Sento un grande bisogno di autorevolezza, mentre ne ho le scatole piene delle persone autoritarie.


martedì 15 gennaio 2013

Il prezzo della conoscenza

La morte di Aaron Swartz ha riportato al centro dell'attenzione quello che chiamo il prezzo della conoscenza. Il terribile crimine di cui era accusato e chi gli faceva rischiare 35 anni di carcere era di avere sottratto e poi resi disponibili articoli scientifici da un database dell'MIT.

La questione che forse non è nota a tutti è cosa significa e quanto costa accedere alla conoscenza scientifica oggi. 

Le Università e gli enti di ricerca, le fondazioni, i privati finanziano la ricerca di base o applicata. I risultati degli esperimenti vengono pubblicati su riviste specializzate e selezionati tramite un metodo di revisione tra pari (detto peer review). Vuol dire che quando penso di avere raggiunto un risultato di un certo spessore scrivo ad una rivista di quel settore, scegliendola in base al suo impact factor. Questo numero misura quanto è popolare (e dunque autorevole) in base a quante volte vengono citati gli articoli ivi contenuti.
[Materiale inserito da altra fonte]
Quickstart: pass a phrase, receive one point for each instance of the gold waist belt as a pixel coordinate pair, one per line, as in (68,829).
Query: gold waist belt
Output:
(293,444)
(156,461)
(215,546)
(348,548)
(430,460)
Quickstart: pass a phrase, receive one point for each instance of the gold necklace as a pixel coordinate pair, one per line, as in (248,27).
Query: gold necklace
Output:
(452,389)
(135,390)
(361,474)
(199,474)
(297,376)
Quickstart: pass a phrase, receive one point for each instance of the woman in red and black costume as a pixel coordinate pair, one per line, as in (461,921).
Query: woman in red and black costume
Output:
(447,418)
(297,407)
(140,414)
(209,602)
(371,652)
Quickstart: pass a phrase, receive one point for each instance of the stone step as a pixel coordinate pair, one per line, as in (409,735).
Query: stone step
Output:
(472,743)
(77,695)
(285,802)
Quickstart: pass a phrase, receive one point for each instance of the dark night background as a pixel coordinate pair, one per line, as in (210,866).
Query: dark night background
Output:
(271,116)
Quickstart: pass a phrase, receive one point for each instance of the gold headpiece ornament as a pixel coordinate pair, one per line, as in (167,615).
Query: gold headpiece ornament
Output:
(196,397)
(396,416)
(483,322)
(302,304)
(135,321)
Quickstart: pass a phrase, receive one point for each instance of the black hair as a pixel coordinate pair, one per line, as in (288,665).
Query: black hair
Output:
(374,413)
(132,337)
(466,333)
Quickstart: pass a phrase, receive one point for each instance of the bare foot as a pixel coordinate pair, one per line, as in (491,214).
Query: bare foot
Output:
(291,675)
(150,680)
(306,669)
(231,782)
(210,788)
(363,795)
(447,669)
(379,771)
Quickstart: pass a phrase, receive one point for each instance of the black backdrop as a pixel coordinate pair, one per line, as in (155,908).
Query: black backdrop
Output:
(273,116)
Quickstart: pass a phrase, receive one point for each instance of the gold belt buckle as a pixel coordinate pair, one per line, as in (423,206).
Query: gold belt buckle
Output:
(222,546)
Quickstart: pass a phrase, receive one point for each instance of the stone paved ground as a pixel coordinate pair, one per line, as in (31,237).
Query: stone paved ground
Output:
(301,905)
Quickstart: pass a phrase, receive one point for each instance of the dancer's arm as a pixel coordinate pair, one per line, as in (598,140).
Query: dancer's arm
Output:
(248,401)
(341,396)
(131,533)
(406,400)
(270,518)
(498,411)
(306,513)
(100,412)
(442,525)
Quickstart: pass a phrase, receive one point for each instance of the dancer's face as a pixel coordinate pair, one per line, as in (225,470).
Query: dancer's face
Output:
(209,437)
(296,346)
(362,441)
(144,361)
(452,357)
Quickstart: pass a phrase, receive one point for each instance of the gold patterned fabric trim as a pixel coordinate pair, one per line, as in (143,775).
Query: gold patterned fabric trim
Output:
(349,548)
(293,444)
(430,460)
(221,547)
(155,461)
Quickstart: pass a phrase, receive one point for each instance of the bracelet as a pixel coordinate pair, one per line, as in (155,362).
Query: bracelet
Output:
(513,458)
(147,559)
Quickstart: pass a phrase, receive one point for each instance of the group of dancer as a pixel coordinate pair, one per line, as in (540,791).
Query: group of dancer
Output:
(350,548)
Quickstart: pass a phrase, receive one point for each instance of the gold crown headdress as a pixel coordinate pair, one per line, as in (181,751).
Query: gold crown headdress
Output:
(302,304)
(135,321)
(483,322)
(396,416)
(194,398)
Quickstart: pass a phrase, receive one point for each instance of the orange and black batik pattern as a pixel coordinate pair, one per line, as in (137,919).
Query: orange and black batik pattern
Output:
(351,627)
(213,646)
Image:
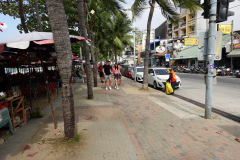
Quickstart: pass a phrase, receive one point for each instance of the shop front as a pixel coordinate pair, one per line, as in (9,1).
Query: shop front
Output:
(186,57)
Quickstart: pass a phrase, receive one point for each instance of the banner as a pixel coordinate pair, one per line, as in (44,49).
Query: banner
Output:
(190,41)
(225,28)
(202,47)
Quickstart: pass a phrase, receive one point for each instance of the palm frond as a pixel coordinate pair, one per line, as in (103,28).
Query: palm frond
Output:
(138,7)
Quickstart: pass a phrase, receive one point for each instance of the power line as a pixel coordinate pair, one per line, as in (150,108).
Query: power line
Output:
(234,6)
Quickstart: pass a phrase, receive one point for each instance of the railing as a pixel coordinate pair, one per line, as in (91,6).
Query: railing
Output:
(184,12)
(192,20)
(183,24)
(183,35)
All'autore dell'articolo spesso viene richiesto un costo per pubblicare. Il suo lavoro sarà analizzato da terze persone, del suo settore e a lui anonime, che cercheranno per quanto è possibile di capire se si tratta di un risultato nuovo, importante e degno di menzione. Inoltre lo aiuteranno magari a migliorarlo, oppure lo rifiuteranno. Questi revisori (anche io sono tra di loro e anche di qualche rivista importante) non sono pagati ma già il fatto di essere chiamato in causa è un riconoscimento prestigioso, anche se tutto il lavoro è fatto in modo anonimo.

Il sistema in teoria dovrebbe garantire un avanzamento della conoscenza, scremando i lavori non di buona qualità e pubblicizzando i risultati migliori. Nella pratica non è sempre così, perché un po' di autoreferenzialità esiste sempre. Ovvero se una firma famosa manda un lavoro è sicuro che quello avrà più probabilità di essere pubblicato rispetto a quello di uno sconosciuto, pure se contiene delle inesattezze.

L'articolo viene dunque pubblicato e, a parte pochi casi che consentono un open access, quasi tutte le riviste, e di certo le più quotate, si fanno pagare per poterlo leggere.

Dunque una istituzione di ricerca paga per fare la ricerca, paga per pubblicare e paga poi per leggere quanto è stato pubblicato.

Per i bilanci traballanti, quello della mia Università per esempio, tali prezzi non sono sostenibili, e dunque niente riviste scientifiche. Ci si arrangia con le banche dati degli enti in cui si lavora. Ovviamente se già in Italia vi sono difficoltà è facile immaginare come nei paesi emergenti e in via di sviluppo questo problema sia estremamente sentito.

Cosa vuol dire essere tagliati fuori? Vuol dire non potere accedere a quanto di più vitale ci sia oggi: le informazioni. Vuol dire non potere crescere una classe di persone competenti, vuol dire aumentare il gap tecnologico tra ricchi e poveri.

E' evidente che gli editori hanno anche loro dei costi che qualcuno deve sostenere. Non so fare loro i conti in tasca, ma così ad occhio mi pare che i ricavi dovrebbero essere ingenti.

Questo dunque è il problema di fondo: il prezzo della conoscenza, se debba essere appannaggio di chi se lo può comperare o se invece sia più giusto che sia disponibile a tutti, in forme e modi da stabilire.

E' triste pensare che probabilmente neppure la morte di una così brillante mente riuscirà a cambiare questo meccanismo, in un mondo in cui tutto è a pagamento, perfino la conoscenza.